Unification Unification takes two formulas $f$ and $g$ and returns the most general substitution $theta$ that makes them equal:

[boxed{textrm{Unify}[f,g]=theta}quadtextrm{ s.t. }quadboxed{textrm{Subst}[theta,f]=textrm{Subst}[theta,g]}]

Note: $textrm{Unify}[f,g]$ returns $textrm{Fail}$ if no such $theta$ exists.
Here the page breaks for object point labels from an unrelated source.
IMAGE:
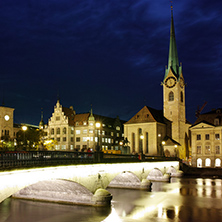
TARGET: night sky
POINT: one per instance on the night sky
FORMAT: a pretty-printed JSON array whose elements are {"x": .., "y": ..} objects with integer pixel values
[{"x": 108, "y": 53}]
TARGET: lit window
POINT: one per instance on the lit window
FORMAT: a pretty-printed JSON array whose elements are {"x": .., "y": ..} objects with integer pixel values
[
  {"x": 207, "y": 149},
  {"x": 217, "y": 149},
  {"x": 198, "y": 149},
  {"x": 217, "y": 136},
  {"x": 198, "y": 137},
  {"x": 171, "y": 96}
]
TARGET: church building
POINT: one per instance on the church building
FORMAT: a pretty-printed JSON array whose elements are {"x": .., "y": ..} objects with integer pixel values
[{"x": 163, "y": 132}]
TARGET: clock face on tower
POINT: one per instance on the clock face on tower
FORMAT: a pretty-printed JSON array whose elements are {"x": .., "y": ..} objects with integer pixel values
[{"x": 170, "y": 82}]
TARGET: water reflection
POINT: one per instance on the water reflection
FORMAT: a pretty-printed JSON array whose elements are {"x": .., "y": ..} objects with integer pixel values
[{"x": 183, "y": 199}]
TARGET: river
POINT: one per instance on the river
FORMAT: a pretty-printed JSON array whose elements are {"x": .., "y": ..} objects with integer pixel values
[{"x": 181, "y": 200}]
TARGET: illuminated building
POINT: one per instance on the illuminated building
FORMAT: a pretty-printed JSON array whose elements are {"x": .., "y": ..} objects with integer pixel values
[
  {"x": 73, "y": 131},
  {"x": 6, "y": 122},
  {"x": 164, "y": 132},
  {"x": 206, "y": 139}
]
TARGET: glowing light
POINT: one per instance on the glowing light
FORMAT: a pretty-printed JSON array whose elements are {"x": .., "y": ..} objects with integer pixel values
[
  {"x": 24, "y": 128},
  {"x": 113, "y": 217}
]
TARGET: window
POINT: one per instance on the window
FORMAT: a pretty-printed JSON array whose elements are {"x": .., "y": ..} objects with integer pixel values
[
  {"x": 207, "y": 149},
  {"x": 216, "y": 122},
  {"x": 181, "y": 97},
  {"x": 117, "y": 128},
  {"x": 198, "y": 137},
  {"x": 171, "y": 96},
  {"x": 207, "y": 162},
  {"x": 217, "y": 149},
  {"x": 207, "y": 136},
  {"x": 217, "y": 136},
  {"x": 198, "y": 149}
]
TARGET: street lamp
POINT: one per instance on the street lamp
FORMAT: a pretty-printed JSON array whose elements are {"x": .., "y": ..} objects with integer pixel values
[
  {"x": 24, "y": 128},
  {"x": 98, "y": 125}
]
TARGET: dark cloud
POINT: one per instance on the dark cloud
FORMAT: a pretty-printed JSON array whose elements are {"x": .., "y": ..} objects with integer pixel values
[{"x": 111, "y": 54}]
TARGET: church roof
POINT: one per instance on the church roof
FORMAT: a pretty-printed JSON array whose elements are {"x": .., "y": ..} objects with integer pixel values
[
  {"x": 173, "y": 61},
  {"x": 210, "y": 117},
  {"x": 147, "y": 114}
]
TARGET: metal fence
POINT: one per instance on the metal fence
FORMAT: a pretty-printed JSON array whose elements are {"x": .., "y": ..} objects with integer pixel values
[{"x": 29, "y": 159}]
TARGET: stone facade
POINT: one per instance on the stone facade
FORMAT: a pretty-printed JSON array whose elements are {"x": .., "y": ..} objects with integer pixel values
[
  {"x": 206, "y": 140},
  {"x": 6, "y": 122},
  {"x": 73, "y": 131}
]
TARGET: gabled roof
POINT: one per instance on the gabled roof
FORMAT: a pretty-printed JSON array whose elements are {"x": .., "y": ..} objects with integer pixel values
[
  {"x": 170, "y": 142},
  {"x": 210, "y": 117},
  {"x": 146, "y": 115}
]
Modus ponens By noting $x_1,...,x_n$ variables, $a_1, ..., a_k$ and $a'_1,...,a'_k$ atomic formulas and by calling $theta = textrm{Unify}(a'_1wedge ...wedge a'_k, a_1wedge ...wedge a_k)$, the first-order logic version of modus ponens can be written:

[boxed{frac{a'_1,...,a'_kquadforall x_1,...,forall x_n (a_1wedge...wedge a_k)rightarrow b}{textrm{Subst}[theta, b]}}]

Completeness Modus ponens is complete for first-order logic with only Horn clauses.
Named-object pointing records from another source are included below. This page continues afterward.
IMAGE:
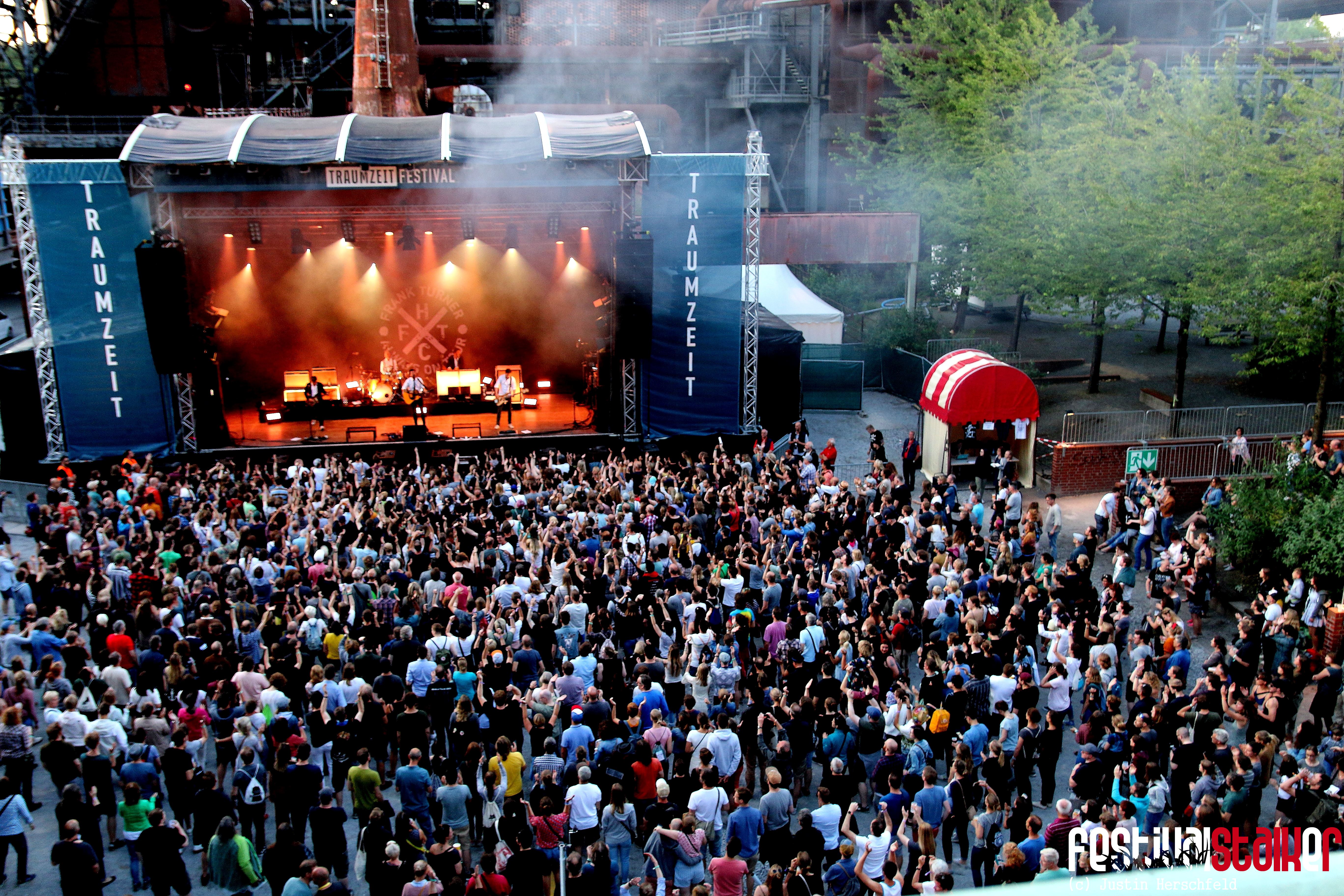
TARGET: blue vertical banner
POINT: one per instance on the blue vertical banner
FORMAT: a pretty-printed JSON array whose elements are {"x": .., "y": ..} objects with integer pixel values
[
  {"x": 88, "y": 226},
  {"x": 694, "y": 210}
]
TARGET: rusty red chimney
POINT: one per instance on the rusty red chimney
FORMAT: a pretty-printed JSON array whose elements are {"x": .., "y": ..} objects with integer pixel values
[{"x": 388, "y": 78}]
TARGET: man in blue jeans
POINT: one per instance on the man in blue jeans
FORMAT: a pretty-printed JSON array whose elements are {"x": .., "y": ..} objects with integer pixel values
[{"x": 1147, "y": 529}]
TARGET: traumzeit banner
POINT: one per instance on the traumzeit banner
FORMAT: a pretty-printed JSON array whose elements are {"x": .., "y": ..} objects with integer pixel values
[
  {"x": 112, "y": 400},
  {"x": 693, "y": 379}
]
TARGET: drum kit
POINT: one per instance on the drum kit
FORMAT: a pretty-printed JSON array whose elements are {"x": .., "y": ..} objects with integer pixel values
[{"x": 370, "y": 386}]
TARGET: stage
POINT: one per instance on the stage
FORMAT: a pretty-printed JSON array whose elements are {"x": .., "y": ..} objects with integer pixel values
[{"x": 553, "y": 414}]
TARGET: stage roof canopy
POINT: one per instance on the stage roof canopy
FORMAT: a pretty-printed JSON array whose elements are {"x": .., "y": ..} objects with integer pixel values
[{"x": 267, "y": 140}]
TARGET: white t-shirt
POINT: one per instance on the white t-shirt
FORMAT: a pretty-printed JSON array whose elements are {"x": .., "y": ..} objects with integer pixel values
[
  {"x": 709, "y": 804},
  {"x": 877, "y": 856},
  {"x": 1058, "y": 698},
  {"x": 584, "y": 801},
  {"x": 827, "y": 820},
  {"x": 1148, "y": 523}
]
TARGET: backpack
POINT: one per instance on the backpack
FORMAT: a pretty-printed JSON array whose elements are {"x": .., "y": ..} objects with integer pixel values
[
  {"x": 851, "y": 887},
  {"x": 253, "y": 795}
]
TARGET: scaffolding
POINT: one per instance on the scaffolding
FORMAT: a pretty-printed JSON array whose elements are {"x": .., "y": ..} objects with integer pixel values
[
  {"x": 758, "y": 166},
  {"x": 40, "y": 324}
]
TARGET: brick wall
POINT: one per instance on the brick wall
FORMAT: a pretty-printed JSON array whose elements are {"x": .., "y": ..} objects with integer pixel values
[
  {"x": 1091, "y": 469},
  {"x": 1080, "y": 469}
]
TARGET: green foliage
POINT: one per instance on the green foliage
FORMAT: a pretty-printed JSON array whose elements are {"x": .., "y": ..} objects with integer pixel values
[
  {"x": 855, "y": 288},
  {"x": 1284, "y": 522}
]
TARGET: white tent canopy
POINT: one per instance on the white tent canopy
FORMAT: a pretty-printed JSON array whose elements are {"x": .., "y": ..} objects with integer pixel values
[{"x": 785, "y": 297}]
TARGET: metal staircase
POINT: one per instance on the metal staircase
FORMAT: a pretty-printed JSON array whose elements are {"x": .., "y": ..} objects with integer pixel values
[{"x": 300, "y": 73}]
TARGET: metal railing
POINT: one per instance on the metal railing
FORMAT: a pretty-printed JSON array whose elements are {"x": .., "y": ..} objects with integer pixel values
[
  {"x": 729, "y": 29},
  {"x": 765, "y": 88},
  {"x": 1195, "y": 422},
  {"x": 936, "y": 349},
  {"x": 1210, "y": 459}
]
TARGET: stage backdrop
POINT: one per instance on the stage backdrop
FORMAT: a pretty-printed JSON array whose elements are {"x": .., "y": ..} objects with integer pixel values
[
  {"x": 693, "y": 209},
  {"x": 88, "y": 228}
]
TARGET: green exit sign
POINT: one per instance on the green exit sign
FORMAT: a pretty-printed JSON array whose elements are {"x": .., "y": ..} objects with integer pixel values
[{"x": 1139, "y": 460}]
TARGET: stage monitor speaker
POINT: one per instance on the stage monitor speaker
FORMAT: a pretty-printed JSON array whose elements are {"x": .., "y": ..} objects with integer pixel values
[
  {"x": 163, "y": 292},
  {"x": 634, "y": 285}
]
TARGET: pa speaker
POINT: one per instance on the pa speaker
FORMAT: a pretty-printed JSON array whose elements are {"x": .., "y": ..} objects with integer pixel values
[
  {"x": 163, "y": 291},
  {"x": 634, "y": 285}
]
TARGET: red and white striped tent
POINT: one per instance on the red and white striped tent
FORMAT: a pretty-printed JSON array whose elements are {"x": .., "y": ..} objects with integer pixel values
[{"x": 974, "y": 387}]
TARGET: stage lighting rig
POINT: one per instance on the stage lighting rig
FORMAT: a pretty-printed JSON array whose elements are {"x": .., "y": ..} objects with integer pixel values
[{"x": 409, "y": 241}]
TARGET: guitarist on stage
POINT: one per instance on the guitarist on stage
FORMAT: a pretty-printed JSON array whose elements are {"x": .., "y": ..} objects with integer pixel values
[
  {"x": 314, "y": 394},
  {"x": 413, "y": 390}
]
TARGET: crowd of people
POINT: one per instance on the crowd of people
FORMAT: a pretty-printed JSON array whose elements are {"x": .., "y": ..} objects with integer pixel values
[{"x": 715, "y": 673}]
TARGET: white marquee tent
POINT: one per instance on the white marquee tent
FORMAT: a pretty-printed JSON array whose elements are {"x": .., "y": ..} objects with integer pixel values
[{"x": 784, "y": 296}]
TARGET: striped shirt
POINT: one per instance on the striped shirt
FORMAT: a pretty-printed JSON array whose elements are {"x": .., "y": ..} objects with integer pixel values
[
  {"x": 550, "y": 762},
  {"x": 14, "y": 816}
]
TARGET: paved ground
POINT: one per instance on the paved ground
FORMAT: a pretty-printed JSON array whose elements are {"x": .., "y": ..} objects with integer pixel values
[
  {"x": 1212, "y": 371},
  {"x": 890, "y": 414}
]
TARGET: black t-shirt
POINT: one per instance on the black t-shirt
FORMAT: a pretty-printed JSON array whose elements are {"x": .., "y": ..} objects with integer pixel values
[
  {"x": 525, "y": 872},
  {"x": 60, "y": 759},
  {"x": 412, "y": 731},
  {"x": 76, "y": 859},
  {"x": 303, "y": 784},
  {"x": 159, "y": 847},
  {"x": 328, "y": 829}
]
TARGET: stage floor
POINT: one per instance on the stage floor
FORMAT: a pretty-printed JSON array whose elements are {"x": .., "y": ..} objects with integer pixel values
[{"x": 553, "y": 414}]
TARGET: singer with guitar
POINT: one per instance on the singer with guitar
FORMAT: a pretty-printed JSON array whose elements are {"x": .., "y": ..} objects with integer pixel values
[
  {"x": 413, "y": 392},
  {"x": 314, "y": 394}
]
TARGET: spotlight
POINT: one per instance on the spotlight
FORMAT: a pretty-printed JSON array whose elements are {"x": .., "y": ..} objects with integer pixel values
[{"x": 409, "y": 241}]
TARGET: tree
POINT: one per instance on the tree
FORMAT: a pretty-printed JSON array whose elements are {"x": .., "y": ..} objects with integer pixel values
[{"x": 962, "y": 76}]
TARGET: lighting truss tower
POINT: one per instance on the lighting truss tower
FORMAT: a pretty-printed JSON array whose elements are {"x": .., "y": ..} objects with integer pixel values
[
  {"x": 43, "y": 346},
  {"x": 632, "y": 175},
  {"x": 757, "y": 170},
  {"x": 166, "y": 232}
]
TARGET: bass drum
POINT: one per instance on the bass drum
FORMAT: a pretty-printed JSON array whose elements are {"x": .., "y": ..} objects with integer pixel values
[{"x": 379, "y": 393}]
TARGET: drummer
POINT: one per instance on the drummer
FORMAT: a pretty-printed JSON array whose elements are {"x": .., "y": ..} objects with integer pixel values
[{"x": 389, "y": 369}]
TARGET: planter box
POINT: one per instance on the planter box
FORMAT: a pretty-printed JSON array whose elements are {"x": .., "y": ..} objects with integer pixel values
[{"x": 1155, "y": 400}]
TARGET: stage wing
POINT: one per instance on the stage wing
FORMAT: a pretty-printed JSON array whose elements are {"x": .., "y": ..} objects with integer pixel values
[{"x": 267, "y": 140}]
Resolution rule By noting $f_1, ..., f_n$, $g_1, ..., g_m$, $p$, $q$ formulas and by calling $theta=textrm{Unify}(p,q)$, the first-order logic version of the resolution rule can be written:

[boxed{frac{f_1vee...vee f_nvee p,quadneg qvee g_1vee...vee g_m}{textrm{Subst}[theta,f_1vee...vee f_nvee g_1vee...vee g_m]}}]
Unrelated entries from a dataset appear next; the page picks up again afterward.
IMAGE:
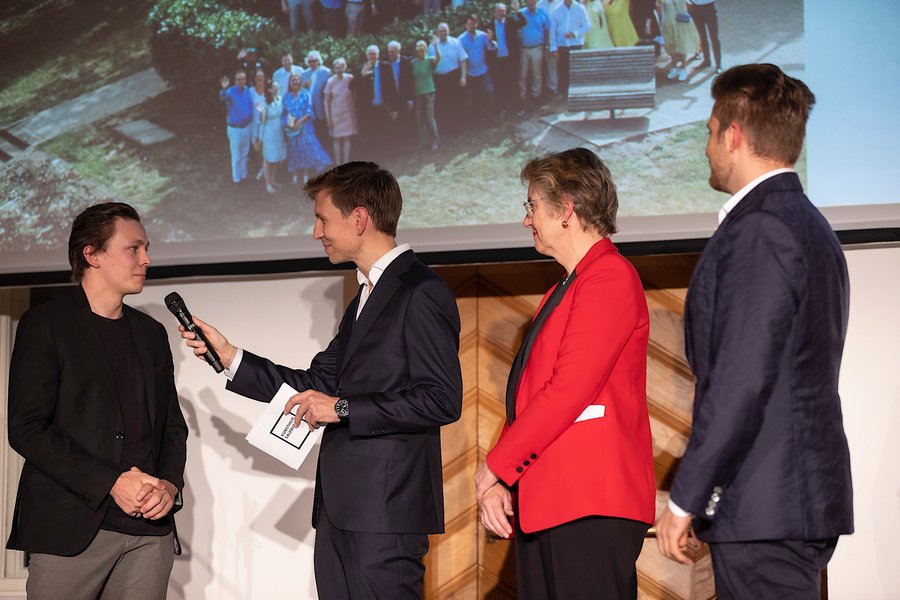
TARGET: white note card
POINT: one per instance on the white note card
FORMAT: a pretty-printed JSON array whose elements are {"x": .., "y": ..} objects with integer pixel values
[{"x": 274, "y": 432}]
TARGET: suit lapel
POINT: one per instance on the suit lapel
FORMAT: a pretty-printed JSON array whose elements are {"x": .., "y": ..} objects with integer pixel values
[
  {"x": 346, "y": 328},
  {"x": 93, "y": 345},
  {"x": 146, "y": 366},
  {"x": 380, "y": 297}
]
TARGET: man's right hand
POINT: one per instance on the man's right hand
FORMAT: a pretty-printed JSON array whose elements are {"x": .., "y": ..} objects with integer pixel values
[
  {"x": 225, "y": 350},
  {"x": 127, "y": 487}
]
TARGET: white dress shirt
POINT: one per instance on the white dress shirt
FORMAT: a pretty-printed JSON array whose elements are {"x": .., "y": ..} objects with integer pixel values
[{"x": 568, "y": 19}]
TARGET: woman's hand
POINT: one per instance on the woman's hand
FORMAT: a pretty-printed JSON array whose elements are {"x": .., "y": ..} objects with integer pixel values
[{"x": 496, "y": 509}]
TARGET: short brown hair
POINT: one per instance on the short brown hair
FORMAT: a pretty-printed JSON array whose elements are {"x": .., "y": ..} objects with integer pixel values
[
  {"x": 581, "y": 174},
  {"x": 361, "y": 184},
  {"x": 94, "y": 227},
  {"x": 771, "y": 108}
]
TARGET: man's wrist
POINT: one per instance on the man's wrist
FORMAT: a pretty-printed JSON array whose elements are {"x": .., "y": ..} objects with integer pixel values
[{"x": 342, "y": 408}]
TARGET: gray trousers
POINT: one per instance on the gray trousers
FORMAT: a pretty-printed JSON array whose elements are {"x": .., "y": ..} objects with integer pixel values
[{"x": 115, "y": 566}]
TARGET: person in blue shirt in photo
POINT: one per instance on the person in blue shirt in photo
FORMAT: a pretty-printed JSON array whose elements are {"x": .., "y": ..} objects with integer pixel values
[{"x": 240, "y": 117}]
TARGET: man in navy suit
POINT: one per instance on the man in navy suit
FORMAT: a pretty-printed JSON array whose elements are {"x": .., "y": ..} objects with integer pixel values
[
  {"x": 317, "y": 75},
  {"x": 383, "y": 387},
  {"x": 766, "y": 474}
]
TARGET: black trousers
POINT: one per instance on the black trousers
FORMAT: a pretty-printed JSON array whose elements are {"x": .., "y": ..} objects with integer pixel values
[
  {"x": 782, "y": 569},
  {"x": 706, "y": 20},
  {"x": 355, "y": 565},
  {"x": 590, "y": 558},
  {"x": 449, "y": 101}
]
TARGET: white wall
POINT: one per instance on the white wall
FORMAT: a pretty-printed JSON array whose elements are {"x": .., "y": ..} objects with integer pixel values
[
  {"x": 866, "y": 565},
  {"x": 245, "y": 525}
]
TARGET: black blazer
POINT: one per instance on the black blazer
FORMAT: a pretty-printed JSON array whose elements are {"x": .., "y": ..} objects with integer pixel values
[
  {"x": 65, "y": 420},
  {"x": 511, "y": 26},
  {"x": 405, "y": 92},
  {"x": 765, "y": 320},
  {"x": 380, "y": 471}
]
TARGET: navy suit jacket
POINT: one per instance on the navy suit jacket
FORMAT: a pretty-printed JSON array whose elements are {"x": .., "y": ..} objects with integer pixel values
[
  {"x": 380, "y": 470},
  {"x": 66, "y": 421},
  {"x": 765, "y": 320},
  {"x": 363, "y": 87}
]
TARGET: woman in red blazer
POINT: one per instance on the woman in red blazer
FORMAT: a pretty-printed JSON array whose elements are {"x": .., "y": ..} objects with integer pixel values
[{"x": 573, "y": 468}]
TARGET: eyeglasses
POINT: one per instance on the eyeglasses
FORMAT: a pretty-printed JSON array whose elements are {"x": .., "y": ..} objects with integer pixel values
[{"x": 529, "y": 208}]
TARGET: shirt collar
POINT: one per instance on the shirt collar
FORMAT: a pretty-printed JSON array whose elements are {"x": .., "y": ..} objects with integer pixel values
[
  {"x": 379, "y": 266},
  {"x": 741, "y": 193}
]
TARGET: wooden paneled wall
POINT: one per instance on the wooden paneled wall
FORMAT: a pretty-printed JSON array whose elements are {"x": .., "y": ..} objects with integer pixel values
[{"x": 496, "y": 304}]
Semi-decidability First-order logic, even restricted to only Horn clauses, is semi-decidable.

  • if $textrm{KB}models f$, forward inference on complete inference rules will prove $f$ in finite time
  • if $textrm{KB}notmodels f$, no algorithm can show this in finite time

A digital logic gate is a discrete control circuit which takes the boolean signal at its input and outputs a Boolean signal that is based on some rules.


AND Gate

The AND gate is equivalent to two series connected switches that energize a lamp.

Logic Gate Cheat Sheet

One can simply consider the AND operation as multiplication of inputs.

OR Gate

OR gate can be considered as the two parallel connected switches energizing a lamp.

All other logic gates are a simple combination of these logic gates.

NAND and NOR Gate


Compared to other logic gates the NAND and NOR gates are easier to fabricate. The NAND gate is known as the universal gate since all other logic can be developed from it.